Chennai-based RB Ramesh, a former player and current coach, says that the shorter time controls (25 minute rapid) don’t lend themselves to any hanky-panky. “With technology, cheating can be curtailed in blitz games. But if it’s longer formats with 300-400 playing, it’s tough to monitor. But it’s why online tournaments are not rated officially and FIDE has software like the plagiarism tracker so to some extent you can mitigate cheating,” he says.
Captaining a FIDE age-group team once, he insists that both video and audio cameras need to be live, to erase suspicion of someone standing off camera and suggesting moves. “One can’t obviously say definitively that cheating doesn’t happen online, just the chances here are very low,” he says.
While FIDE has reacted quickly to the dramatically altered sporting scene globally, concerns of fair play remain at the back of their mind. “50 years ago there was this big “USSR vs Rest of the World” that was really massive: Now, the world is different. India, China… they are claiming their place – not only in the chess board, but also as superpowers. India is rubbing shoulders with the US, Russia and Europe,” Llada says, adding top players were “all a bit worried about having all the “over to beard” tournaments cancelled. But they were relieved to see that chess organizers, including FIDE, reacted very quickly and are now holding all top-level competitions online.
The last word of wisdom are reserved for Viswanathan Anand, who stresses that due caution will need to be taken. “Logistics is easier, but they should do some testing. Like some anti-cheating measures because you are after all playing at home.”
“The idea is you will share your screen with arbiters. In Skye you have a setting, screen-share, you can do that. The arbiter will have access to your computer and know what you are doing. He knows what’s happening in the room. The best would be if we didn’t have a lockdown, you could arrange a chess player to go to everyone’s house as an arbiter and make sure that nothing is going on. But right now I think every once in a while they will look around the room and something like that,” he explains.

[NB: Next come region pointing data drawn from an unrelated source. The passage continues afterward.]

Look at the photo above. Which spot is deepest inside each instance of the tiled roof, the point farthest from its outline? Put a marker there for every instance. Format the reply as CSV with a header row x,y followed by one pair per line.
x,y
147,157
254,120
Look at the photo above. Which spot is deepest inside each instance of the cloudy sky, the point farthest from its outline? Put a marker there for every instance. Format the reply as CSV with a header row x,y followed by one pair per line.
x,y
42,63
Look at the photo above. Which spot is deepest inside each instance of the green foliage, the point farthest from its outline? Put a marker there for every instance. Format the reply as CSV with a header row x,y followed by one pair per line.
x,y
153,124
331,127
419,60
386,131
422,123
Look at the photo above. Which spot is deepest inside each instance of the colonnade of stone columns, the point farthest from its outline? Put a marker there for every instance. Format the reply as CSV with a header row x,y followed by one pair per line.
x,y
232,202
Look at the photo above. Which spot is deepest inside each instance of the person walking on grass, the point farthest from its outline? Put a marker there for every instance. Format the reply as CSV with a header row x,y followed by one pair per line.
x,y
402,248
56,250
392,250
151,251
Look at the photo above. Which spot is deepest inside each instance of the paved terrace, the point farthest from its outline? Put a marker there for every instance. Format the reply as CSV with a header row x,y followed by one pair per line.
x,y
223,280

The multiple world champion from India offers an insight into the future saying online chess simplifies a lot of things for the organisers: travel and venue and other minor practical aspects, while hoping online is not forced into becoming the norm. “It’s turned out very useful in this situation. Having said that, the whole world hopes that we are not living with Corona for the next 10 years. Hope it would not become necessary to play online all the time. For the moment, it keeps us going.”

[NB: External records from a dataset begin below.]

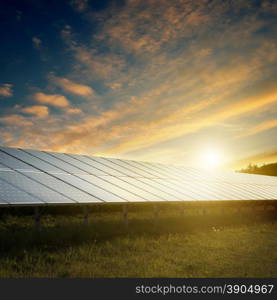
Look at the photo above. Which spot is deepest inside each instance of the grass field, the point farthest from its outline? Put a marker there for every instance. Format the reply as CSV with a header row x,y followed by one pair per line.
x,y
191,245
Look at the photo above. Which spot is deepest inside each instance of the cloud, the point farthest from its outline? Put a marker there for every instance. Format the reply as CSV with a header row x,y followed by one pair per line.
x,y
52,99
39,111
6,90
73,87
80,5
16,121
266,125
36,42
260,158
73,111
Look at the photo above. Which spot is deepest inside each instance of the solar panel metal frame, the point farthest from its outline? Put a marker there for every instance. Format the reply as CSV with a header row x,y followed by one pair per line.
x,y
109,180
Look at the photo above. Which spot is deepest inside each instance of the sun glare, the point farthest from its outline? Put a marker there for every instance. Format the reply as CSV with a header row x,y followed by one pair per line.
x,y
212,158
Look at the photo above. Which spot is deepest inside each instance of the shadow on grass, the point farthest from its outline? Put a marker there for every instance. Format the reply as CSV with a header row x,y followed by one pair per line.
x,y
17,234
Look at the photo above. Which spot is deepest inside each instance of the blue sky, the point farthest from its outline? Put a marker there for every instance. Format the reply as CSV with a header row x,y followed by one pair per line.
x,y
155,80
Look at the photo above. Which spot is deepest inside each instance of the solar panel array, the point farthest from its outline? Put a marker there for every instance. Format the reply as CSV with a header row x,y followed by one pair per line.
x,y
29,177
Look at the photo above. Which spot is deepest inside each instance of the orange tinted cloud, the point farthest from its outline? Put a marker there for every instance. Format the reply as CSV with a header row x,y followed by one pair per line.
x,y
51,99
39,111
266,125
15,120
73,87
6,90
260,158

While stressing that online chess has been around for ages and the world needn’t act as if it’s a new thing invented now, he reckons trust in fellow players is the key.
“I think it’s a question of trust. I think chess players trust each other. If someone is caught, it’s the end of his career, so everyone will hope it won’t happen. If they are obsessed with checking every single thing, it will get unpleasant very fast,” he says of the mild irritants that’ll be so crucial to maintain fair play in the taut-nerved sport.